When you design websites for the iPhone and iPad, you need to choose the best image formats for any photos, line art, logos, cartoons, and other images that you want to display.
If you work with photos or other images that have millions of colors, the JPEG format is the best choice for the mobile web, just as it is for the desktop web. Using JPEGs, you can shrink the file size by applying compression.
The more compression that’s applied, the smaller the image, but if you compress the image too much, the image can look like it was sandblasted and left out in the sun.
For images with limited colors, such as line art, logos, and cartoons, the best format for mobile devices and web pages is PNG. Some designers will tell you that the GIF format is the safer choice — and maybe it was, for older mobile devices and low-end feature phones.
The iPhone and iPad, however, support the PNG format, and it does a better job of maintaining image quality and small file sizes than GIF does. With both GIF and PNG files, you optimize (or reduce) the file size by decreasing the number of colors.
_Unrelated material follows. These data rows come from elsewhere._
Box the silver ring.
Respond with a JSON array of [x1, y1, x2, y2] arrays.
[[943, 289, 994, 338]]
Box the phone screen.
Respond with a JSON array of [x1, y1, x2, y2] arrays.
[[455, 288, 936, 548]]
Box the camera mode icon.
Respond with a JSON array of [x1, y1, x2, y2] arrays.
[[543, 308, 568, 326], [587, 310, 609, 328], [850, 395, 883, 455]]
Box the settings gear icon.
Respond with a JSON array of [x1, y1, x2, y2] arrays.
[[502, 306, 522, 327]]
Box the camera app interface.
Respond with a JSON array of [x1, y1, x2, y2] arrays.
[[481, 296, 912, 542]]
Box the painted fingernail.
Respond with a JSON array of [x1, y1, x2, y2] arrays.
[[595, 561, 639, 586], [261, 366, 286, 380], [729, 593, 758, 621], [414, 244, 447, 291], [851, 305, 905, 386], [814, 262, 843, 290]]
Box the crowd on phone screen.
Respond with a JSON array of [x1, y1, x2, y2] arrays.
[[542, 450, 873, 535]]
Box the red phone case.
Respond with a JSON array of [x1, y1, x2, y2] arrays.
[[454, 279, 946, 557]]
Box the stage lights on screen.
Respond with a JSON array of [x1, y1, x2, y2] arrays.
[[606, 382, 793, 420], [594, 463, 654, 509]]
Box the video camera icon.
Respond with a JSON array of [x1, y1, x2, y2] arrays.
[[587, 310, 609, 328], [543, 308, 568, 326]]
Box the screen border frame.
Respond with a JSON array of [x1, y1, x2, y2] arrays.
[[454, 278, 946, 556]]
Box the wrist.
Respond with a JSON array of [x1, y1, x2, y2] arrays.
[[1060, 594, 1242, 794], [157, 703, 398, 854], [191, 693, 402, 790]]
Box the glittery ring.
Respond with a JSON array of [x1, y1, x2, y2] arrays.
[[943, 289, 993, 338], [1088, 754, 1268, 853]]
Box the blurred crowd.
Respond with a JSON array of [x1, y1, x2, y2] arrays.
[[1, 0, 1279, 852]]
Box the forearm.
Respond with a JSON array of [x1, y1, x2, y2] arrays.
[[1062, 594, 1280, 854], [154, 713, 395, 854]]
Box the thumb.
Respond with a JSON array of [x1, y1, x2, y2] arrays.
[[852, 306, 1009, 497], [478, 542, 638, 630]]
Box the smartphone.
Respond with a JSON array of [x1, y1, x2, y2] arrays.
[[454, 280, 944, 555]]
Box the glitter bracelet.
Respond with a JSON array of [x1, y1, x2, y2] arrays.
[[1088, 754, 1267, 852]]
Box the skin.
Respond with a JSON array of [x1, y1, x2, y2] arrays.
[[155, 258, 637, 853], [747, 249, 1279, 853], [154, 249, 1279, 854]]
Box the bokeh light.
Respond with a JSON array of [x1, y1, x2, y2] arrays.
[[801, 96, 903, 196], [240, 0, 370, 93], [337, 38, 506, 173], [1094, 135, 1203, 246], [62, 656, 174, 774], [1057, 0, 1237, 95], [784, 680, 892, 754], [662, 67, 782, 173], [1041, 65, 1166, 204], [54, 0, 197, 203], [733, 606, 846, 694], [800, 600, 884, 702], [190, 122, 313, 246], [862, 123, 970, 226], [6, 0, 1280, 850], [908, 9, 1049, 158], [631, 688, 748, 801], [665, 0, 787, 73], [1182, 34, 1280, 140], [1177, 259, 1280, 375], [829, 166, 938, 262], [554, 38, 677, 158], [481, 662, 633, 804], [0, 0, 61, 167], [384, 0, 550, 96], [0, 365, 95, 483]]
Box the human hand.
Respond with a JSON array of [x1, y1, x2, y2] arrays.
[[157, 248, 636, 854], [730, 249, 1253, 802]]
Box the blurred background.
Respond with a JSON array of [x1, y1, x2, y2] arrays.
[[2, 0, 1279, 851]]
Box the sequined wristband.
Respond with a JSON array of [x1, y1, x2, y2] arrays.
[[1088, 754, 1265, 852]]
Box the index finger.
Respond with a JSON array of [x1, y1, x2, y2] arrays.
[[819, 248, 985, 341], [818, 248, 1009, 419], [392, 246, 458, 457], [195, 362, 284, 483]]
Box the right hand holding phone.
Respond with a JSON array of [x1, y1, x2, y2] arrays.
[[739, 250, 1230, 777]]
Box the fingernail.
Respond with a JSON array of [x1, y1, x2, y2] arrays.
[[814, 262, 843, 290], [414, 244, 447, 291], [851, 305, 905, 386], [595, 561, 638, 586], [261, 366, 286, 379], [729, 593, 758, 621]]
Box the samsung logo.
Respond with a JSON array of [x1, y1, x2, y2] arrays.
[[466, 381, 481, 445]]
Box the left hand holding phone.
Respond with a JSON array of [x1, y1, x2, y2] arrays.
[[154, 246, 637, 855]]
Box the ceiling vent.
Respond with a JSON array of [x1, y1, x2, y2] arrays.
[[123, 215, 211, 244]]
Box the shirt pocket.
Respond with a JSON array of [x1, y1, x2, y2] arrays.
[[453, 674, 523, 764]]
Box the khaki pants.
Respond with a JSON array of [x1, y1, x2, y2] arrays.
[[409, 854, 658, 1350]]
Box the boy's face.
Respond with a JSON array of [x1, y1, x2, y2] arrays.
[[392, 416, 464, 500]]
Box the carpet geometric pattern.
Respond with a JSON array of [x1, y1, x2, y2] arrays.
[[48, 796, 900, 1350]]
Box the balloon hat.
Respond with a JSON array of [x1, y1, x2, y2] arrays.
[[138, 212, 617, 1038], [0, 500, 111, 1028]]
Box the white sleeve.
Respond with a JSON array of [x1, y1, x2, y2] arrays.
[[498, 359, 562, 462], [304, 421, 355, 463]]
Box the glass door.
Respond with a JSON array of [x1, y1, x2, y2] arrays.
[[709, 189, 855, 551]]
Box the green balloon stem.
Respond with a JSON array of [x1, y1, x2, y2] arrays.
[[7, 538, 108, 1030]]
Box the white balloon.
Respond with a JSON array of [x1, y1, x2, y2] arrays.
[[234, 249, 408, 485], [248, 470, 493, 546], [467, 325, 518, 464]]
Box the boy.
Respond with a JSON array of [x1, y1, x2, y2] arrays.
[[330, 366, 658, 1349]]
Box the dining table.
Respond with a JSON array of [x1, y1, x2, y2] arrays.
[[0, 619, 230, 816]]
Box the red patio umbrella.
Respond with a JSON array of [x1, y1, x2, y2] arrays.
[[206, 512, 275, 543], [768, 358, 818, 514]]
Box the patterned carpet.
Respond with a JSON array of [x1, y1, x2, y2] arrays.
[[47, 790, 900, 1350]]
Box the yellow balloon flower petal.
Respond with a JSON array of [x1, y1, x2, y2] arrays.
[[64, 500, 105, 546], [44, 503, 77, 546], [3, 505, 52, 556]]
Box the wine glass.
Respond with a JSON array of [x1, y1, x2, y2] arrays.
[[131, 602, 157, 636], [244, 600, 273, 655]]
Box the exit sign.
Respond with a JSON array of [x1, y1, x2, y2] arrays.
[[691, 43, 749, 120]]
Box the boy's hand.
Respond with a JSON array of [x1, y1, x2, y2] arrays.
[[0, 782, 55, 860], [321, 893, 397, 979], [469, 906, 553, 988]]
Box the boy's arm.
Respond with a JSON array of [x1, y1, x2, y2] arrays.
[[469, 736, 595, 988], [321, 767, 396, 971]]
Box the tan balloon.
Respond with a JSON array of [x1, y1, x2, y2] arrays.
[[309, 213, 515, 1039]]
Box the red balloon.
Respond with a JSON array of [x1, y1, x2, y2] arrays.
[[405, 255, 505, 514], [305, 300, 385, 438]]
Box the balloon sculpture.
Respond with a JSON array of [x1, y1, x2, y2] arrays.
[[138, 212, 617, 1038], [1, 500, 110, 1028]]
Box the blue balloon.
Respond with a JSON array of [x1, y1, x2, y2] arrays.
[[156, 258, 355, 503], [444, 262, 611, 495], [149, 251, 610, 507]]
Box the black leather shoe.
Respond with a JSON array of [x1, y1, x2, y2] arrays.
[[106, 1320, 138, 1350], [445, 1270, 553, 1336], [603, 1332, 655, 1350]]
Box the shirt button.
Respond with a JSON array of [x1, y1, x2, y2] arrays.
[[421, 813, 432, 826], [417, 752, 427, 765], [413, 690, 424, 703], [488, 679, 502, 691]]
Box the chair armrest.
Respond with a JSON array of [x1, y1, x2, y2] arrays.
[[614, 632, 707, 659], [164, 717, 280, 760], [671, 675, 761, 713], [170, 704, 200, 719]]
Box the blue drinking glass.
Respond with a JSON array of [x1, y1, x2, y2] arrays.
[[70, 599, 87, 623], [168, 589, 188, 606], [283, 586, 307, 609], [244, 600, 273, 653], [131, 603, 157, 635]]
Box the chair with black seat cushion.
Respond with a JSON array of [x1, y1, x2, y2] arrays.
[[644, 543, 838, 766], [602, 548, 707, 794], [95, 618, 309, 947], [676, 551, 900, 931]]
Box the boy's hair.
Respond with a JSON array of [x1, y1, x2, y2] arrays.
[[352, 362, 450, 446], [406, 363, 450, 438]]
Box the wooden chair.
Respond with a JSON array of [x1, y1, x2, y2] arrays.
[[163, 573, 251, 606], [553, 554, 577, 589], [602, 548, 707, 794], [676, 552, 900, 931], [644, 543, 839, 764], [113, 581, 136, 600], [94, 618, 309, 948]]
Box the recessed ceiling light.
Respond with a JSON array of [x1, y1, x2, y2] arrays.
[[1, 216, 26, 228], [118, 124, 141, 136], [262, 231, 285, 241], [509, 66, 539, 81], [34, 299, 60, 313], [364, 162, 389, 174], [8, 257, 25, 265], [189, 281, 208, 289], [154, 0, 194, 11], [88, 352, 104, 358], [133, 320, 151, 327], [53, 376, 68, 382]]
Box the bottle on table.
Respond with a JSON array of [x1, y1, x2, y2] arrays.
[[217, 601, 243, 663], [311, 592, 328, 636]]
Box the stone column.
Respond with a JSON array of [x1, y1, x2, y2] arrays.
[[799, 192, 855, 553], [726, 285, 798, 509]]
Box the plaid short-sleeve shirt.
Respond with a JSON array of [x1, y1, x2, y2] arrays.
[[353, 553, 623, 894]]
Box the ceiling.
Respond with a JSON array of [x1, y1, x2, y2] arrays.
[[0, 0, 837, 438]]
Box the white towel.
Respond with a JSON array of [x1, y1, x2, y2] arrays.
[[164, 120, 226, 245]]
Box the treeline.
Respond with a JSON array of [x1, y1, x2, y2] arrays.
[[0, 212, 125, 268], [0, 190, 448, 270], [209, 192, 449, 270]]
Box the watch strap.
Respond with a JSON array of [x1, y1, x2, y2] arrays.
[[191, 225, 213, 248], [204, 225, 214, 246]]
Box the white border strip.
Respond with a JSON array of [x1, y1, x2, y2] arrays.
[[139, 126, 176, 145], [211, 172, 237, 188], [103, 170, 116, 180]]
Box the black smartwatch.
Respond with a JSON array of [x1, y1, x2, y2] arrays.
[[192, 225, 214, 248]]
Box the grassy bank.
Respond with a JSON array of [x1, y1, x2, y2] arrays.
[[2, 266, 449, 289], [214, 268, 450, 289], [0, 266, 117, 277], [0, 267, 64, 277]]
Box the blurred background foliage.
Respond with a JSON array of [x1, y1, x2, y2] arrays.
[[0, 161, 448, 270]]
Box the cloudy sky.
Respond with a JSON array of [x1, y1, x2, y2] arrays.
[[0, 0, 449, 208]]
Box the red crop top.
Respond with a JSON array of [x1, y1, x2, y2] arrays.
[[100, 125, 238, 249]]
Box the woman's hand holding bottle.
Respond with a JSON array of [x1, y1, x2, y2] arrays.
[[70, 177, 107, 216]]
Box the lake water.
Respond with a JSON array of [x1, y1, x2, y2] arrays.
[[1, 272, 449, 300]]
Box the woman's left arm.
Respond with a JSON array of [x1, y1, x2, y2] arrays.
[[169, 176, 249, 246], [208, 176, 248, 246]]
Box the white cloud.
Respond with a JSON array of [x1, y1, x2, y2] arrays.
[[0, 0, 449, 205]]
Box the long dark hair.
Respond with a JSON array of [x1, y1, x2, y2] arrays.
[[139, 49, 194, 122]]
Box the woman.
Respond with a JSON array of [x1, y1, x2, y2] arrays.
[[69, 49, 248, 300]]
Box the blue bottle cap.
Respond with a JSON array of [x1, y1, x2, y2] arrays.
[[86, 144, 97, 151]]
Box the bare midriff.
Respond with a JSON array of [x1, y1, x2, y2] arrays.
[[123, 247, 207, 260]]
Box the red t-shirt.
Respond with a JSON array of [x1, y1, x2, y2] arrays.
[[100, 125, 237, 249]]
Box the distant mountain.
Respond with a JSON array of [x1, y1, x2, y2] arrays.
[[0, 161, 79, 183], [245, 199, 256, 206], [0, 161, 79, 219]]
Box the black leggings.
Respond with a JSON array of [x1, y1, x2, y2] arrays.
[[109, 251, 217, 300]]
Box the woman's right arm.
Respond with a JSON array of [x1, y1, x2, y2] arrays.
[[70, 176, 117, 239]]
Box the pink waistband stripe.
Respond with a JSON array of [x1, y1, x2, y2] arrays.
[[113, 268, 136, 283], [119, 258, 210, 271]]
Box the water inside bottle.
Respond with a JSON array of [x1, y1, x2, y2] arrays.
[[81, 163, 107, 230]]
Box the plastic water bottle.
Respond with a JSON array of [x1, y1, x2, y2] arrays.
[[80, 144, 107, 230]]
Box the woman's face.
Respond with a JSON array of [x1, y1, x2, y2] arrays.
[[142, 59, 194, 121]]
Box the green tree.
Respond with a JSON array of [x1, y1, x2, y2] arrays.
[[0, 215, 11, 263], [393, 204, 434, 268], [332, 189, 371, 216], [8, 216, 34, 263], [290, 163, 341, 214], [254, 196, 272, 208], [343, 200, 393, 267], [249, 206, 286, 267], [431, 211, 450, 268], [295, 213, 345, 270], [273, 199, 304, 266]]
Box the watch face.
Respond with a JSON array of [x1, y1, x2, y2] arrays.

Don’t be confused by the two types of PNG files. Photoshop supports both PNG-8, which supports 256 colors, and PNG-24, which supports a far superior 8 bits per channel and is especially well suited to working with transparency.
You can still use the JPEG format for photographs and other types of images, but because transparency isn’t possible in JPEGs, the PNG-24 format offers an advantage. Just remember that all that color depth also creates larger file sizes that take longer to download.